Maybe God is a gun-toting thief in the night.
Sebastion wanted to say all that, wanted to, but didn’t.
With his permission, his request really, Malin had gone to the house in Vaughan to get, not his paints, but his book. She had brought it back to North York, to his hospital room on that Friday afternoon. He was still in bed, but had been up and walking around most of the morning. Feeling was back in his bones. He had a shaky strength but things were progressing. At least physically.
In his mind, though, he couldn’t lose that irrepressible flash of white, the face of the man in the maroon shirt and how he had almost, it seemed, traded points of view with him for a moment. He saw all this stuff in that moment. And stuff was about as close to a word for describing it as he could come. It was this pile of different things, like a scattered junk drawer most people have—like the one his own mother had. There are a million little pieces of the past in there and when a stranger looks through it he can only surmise what they all represent.
But the person who collected it all sees it like it really is: a gathering of still images, brought up from the past as though they are reality. And when Sebastion thought about the Maroon Man’s mind—what he had seen for those brief moments when he looked through it at himself—he saw stacks of still photos. And laying beneath them, it felt like there was an eternal...what? Sadness? Betrayal? Something like that, he supposed.
Assuming that she would never do such a thing, Sebastion told Malin she could look through the book if she had wanted. He didn’t know why he piped up with that offer. She was unmistakably curious about the book—maybe that was it. He wondered what it was that made him speak up with his suggestion. It was his, and she was not his therapist. He didn’t think that she would actually read any of it anyway, but she had. And, surprisingly, there was no embarrassment when she arrived back with it.
It was a large sketch book filled with drawings, poems, and dialogue. Not really a log of events, like most journals were. This was more a collection of ideas and profound bits of internal speech.
All the pages had originally been under a black cover, but a few months earlier, Sebastion had spray-painted it a light tan. Then, he had blocked off sections with masking tape, and spray painted those with a matted gray. He then took out a correction pen and labeled each gray square with a small, concise number in white. All the numbers were out of sequence. They looked completely random.
Malin held it and already had small yellow sticky tabs holding certain pages. A little put off, Sebastion rolled his eyes.
“I like it—” she said.
“—Well I’m glad it meets with your approval—”

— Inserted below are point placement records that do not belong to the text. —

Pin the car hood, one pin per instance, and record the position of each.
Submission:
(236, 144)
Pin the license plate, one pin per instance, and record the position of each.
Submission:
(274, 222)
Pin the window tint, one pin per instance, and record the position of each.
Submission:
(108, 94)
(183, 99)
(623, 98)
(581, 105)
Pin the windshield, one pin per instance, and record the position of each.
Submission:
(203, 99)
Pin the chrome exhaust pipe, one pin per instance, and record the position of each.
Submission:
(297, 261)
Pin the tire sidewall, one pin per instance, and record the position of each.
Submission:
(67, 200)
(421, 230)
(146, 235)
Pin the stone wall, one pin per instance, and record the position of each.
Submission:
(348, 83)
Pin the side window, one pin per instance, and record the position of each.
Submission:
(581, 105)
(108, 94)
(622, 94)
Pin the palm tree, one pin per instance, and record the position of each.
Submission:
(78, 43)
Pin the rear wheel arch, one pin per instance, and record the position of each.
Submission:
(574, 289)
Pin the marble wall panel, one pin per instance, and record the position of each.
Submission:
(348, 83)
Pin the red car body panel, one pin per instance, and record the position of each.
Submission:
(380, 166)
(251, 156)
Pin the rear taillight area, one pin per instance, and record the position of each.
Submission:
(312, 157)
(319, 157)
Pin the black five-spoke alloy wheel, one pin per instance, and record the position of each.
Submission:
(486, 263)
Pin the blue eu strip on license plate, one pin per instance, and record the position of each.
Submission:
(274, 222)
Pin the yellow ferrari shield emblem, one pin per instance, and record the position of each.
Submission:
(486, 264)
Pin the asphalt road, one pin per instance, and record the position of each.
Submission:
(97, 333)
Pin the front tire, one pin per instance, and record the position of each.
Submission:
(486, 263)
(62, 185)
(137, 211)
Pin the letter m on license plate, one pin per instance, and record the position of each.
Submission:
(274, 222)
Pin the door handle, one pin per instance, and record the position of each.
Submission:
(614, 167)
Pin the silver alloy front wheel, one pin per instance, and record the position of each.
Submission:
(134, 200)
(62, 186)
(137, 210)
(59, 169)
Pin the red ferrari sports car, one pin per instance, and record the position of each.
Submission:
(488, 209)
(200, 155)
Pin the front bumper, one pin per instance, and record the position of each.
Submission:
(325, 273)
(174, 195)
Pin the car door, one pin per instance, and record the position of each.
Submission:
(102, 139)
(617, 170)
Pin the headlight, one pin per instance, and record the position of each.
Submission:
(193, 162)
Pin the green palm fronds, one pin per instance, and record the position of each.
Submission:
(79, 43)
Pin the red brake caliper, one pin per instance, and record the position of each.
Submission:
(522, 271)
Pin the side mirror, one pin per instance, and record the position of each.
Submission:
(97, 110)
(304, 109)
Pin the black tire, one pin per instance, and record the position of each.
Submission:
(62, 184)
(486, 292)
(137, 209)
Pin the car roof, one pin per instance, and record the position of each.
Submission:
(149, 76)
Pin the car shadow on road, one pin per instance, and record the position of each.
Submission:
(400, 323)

“—I just don’t understand some of it. Parts of it are so sweet. But other parts are so dreary...dark. Some things make me want to know everything about you. Others make it sound like you are completely asocial and you might want to bomb things and ruin the established convention of society.”
“Sometimes I do.”
Her eyes narrowed, a brow raised playfully, and she smiled. “That’s not healthy.” It was a dry phrase, delivered, he thought, the same way he might have. Malin Holmsund was catching on. But then she was lost in thought again, leafing through the tan and gray book in her hands. “And this title. The Book of the Dead. Below it, here, is this a subtitle? A Book for the Living. You are a paradox, aren’t you?”
He got up and crossed to the bathroom near the door of his room. He closed the door behind him and reached for the tie on his robe. “I think I’m going to shave and shower. I feel like a scruffy miscreant.”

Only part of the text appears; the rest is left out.